C'est l'action d'une force faible, flexible mais en même temps professionnelle qui creuse des canaux de dialogue, comme l'a observé Paolo Gentiloni, et qui a le grand avantage, dans le jargon diplomatique, de “ne pas avoir d'agendas secrets”, autrement dit de ne pas avoir d'autre intérêt que la paix, ce qui fait gagner la confiance des interlocuteurs. L'ancien président du Conseil a aussi souligné que constuire des ententes "est très compliqué" tandis que les "défaire" est malheureusement très simple.
La force faible de la paix a aussi un lien profond avec le travail de dialogue entre les religions et les cultures différentes, développé, grâce à l'action de la Communauté, dans les rencontres internationales de prière pour la paix, après la prière d'Assise de 1986 voulue par Jean Paul II, comme cela a été rappelé durant la présentation.

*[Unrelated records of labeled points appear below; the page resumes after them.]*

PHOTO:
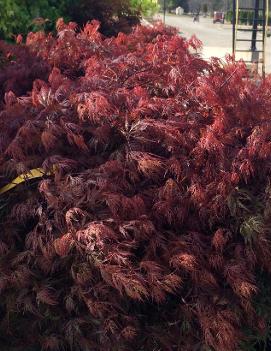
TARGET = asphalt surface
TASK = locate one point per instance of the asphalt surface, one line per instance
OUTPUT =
(216, 38)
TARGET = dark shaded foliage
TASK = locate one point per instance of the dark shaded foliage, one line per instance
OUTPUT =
(155, 226)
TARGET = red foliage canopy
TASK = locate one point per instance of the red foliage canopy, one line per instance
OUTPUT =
(150, 232)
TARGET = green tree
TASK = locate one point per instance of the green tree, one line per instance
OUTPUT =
(18, 16)
(146, 7)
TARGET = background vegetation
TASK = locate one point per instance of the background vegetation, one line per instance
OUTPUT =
(22, 16)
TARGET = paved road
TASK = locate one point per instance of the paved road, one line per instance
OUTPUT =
(216, 38)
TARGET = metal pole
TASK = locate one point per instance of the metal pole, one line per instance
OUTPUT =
(164, 11)
(255, 25)
(233, 26)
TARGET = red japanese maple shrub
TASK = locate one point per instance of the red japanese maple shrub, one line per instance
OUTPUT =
(152, 221)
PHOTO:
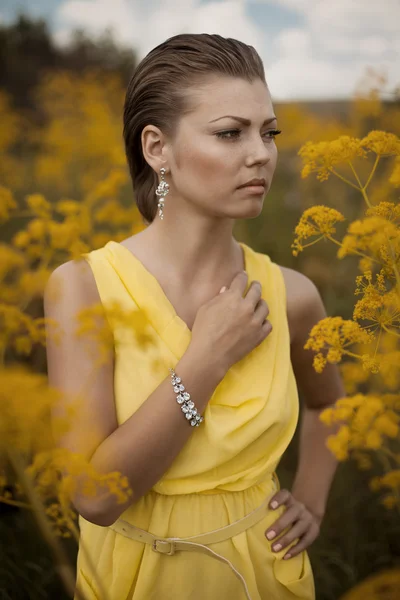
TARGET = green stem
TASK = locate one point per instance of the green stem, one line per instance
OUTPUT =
(328, 237)
(372, 171)
(389, 330)
(344, 179)
(361, 188)
(83, 550)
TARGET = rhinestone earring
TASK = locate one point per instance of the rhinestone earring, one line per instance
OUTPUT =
(161, 191)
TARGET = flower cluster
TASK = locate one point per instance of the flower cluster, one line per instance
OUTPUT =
(315, 221)
(366, 421)
(331, 337)
(323, 156)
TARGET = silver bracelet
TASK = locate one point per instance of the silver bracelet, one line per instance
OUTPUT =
(183, 399)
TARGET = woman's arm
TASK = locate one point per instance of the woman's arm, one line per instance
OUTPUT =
(144, 446)
(317, 465)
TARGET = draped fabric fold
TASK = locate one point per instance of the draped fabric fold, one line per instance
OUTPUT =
(225, 469)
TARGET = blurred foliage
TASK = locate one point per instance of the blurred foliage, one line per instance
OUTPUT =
(65, 190)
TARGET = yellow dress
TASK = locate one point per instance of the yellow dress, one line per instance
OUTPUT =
(225, 469)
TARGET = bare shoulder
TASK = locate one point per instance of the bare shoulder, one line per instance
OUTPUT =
(72, 279)
(303, 302)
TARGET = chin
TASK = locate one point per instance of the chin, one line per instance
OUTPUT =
(248, 210)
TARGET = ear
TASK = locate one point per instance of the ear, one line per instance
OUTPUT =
(154, 147)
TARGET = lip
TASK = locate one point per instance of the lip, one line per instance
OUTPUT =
(253, 189)
(254, 183)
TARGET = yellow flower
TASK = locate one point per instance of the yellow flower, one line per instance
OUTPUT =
(373, 440)
(37, 229)
(386, 425)
(395, 176)
(321, 157)
(39, 205)
(21, 239)
(386, 210)
(337, 333)
(382, 143)
(339, 444)
(68, 207)
(315, 221)
(7, 203)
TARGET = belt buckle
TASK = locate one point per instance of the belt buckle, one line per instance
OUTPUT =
(171, 550)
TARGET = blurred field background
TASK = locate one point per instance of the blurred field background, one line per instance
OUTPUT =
(61, 139)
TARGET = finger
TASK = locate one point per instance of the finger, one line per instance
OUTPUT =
(290, 516)
(297, 531)
(306, 541)
(281, 497)
(261, 311)
(253, 294)
(239, 282)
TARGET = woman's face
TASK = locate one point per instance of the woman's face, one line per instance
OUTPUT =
(213, 154)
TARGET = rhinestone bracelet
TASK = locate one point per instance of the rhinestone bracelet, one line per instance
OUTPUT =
(183, 399)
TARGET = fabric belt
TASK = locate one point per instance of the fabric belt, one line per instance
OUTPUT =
(196, 543)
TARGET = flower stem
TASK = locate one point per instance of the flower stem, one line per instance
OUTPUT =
(62, 564)
(372, 171)
(344, 179)
(361, 188)
(82, 548)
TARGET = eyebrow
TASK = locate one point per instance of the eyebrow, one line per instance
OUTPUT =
(243, 120)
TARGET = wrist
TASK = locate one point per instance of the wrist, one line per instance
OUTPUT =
(212, 369)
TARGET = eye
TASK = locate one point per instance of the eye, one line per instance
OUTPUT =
(224, 134)
(273, 133)
(233, 134)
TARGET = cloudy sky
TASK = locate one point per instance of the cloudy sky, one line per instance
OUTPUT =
(311, 49)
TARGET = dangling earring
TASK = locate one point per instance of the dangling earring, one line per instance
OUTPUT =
(161, 191)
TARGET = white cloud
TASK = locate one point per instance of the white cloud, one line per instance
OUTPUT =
(323, 57)
(294, 42)
(144, 27)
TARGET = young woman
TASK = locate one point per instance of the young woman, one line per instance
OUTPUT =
(228, 325)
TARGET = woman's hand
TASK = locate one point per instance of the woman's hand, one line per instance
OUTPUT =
(304, 525)
(232, 323)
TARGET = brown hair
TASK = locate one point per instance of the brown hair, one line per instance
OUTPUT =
(156, 95)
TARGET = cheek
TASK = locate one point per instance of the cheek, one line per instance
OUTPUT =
(206, 162)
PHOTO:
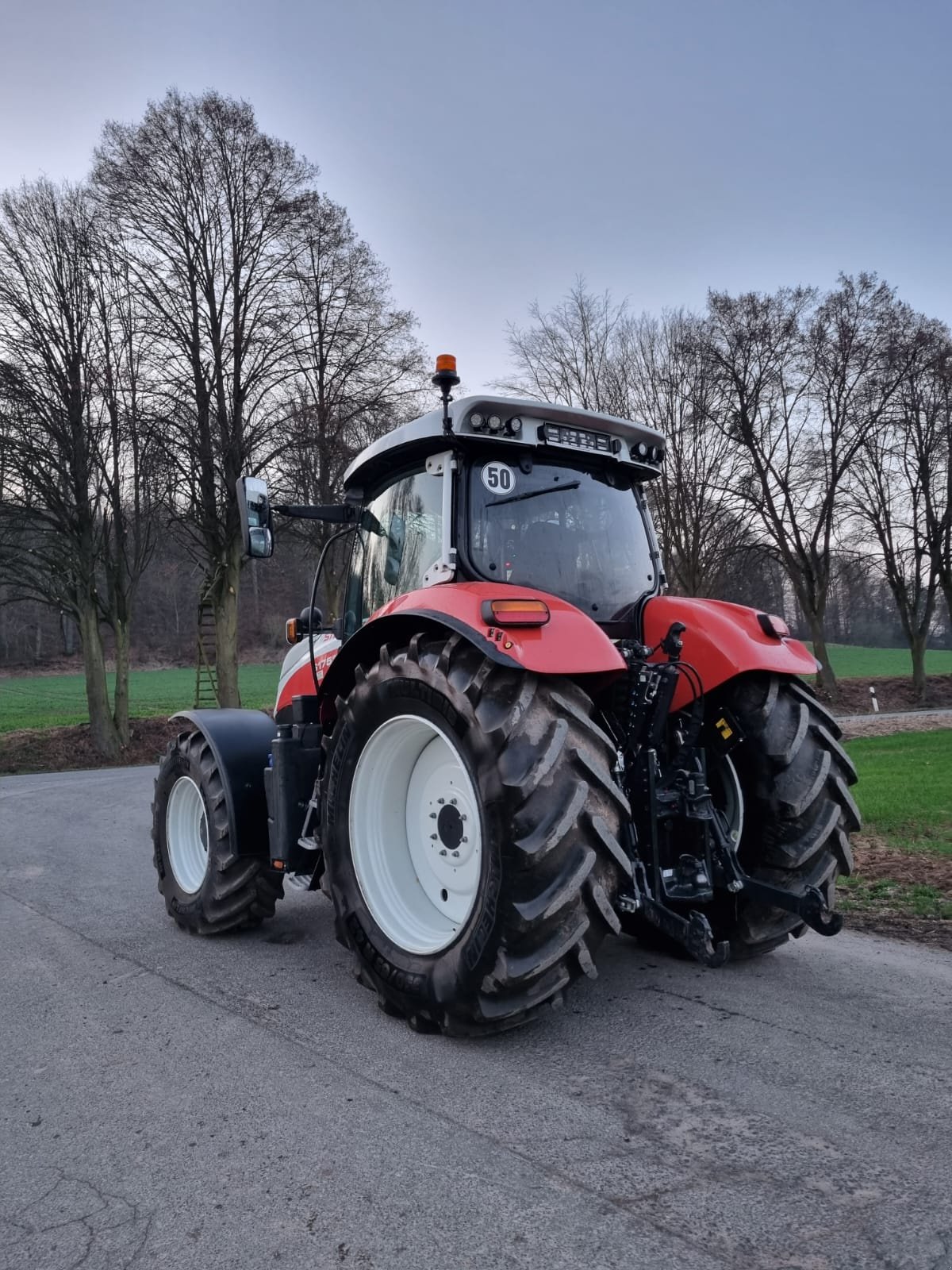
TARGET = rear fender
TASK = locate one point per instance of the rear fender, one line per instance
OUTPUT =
(721, 641)
(570, 643)
(240, 742)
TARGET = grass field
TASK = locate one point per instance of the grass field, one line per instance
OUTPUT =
(905, 797)
(57, 700)
(905, 789)
(873, 664)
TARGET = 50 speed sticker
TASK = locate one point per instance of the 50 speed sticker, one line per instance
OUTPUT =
(498, 478)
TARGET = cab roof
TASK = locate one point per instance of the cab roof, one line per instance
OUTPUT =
(543, 427)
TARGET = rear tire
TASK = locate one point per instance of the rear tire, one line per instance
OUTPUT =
(207, 888)
(549, 816)
(799, 813)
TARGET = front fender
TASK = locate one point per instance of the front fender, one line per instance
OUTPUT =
(721, 641)
(240, 742)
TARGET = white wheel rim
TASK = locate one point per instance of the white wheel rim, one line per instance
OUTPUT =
(416, 836)
(187, 835)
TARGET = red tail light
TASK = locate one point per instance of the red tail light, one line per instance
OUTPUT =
(514, 613)
(774, 625)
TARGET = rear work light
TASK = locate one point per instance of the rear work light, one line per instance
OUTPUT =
(774, 625)
(514, 613)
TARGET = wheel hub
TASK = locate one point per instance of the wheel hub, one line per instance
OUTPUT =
(416, 833)
(187, 835)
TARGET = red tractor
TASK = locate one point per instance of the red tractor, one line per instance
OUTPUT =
(513, 742)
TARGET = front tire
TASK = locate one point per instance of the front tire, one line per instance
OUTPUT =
(797, 808)
(207, 888)
(531, 772)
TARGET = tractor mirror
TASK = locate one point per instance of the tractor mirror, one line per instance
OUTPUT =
(255, 514)
(397, 537)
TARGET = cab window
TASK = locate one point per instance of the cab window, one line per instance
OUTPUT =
(405, 539)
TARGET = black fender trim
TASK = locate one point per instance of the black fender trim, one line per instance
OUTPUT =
(240, 742)
(366, 643)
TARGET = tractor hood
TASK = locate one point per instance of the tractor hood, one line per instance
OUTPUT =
(520, 425)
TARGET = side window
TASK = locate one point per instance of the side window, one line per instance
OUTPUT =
(391, 560)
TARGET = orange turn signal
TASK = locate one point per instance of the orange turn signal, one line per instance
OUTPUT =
(514, 613)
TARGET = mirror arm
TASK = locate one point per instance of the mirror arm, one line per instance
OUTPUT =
(344, 512)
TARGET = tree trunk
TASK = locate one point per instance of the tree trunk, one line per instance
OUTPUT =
(226, 594)
(917, 647)
(106, 738)
(825, 679)
(121, 695)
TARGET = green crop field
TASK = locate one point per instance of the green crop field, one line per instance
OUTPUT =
(850, 662)
(57, 700)
(905, 789)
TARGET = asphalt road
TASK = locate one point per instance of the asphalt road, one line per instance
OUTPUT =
(175, 1102)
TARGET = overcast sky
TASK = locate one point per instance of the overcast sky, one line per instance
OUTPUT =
(492, 152)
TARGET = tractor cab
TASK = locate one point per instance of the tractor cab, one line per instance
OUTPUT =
(507, 492)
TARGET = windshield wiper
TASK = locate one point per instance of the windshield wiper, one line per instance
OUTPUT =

Le livre évoque aussi le programme DREAM qui, dans onze pays africains, permet aujourd'hui le soin du SIDA selon les standards européens, car il s'est agi, à tous égards, d'une “diplomatie sanitaire”, autrement dit d'une confrontation pour surmonter les résistances et les intérêts économiques qui, face à la terrible épidémie, faisaient passer la voie du soin par l'Europe uniquement et pas par l'Afrique. Le livre évoque également le travail mené pour dépasser d'autres résistances avec l’engagement pour l'abolition de la peine de mort.
Andrea Riccardi a conclu la présentation de l'ouvrage en citant les paroles du cardinal Bergoglio qui appelait à “faire la paix” par un “travail d'artisans”, et qui exigeait des personnes patientes, capables de persuader, d'écouter, de rapprocher et de prendre l'attitude du médiateur et non de l'intermédiaire, c'est-à-dire des personnes qui y mettent du leur pour unir les parties : la meilleure paix en effet n'est pas celle qui réside dans un texte "parfait", mais celle qui réussit à mettre d'accord toutes les parties en conflit, a souligné Riccardi, qui a terminé en se référant à cette antique sagesse juive qui parle de "racommodage d'une réalité déchirée" en répandant "une gentillesse aimante sans attendre de recevoir quelque chose en retour”.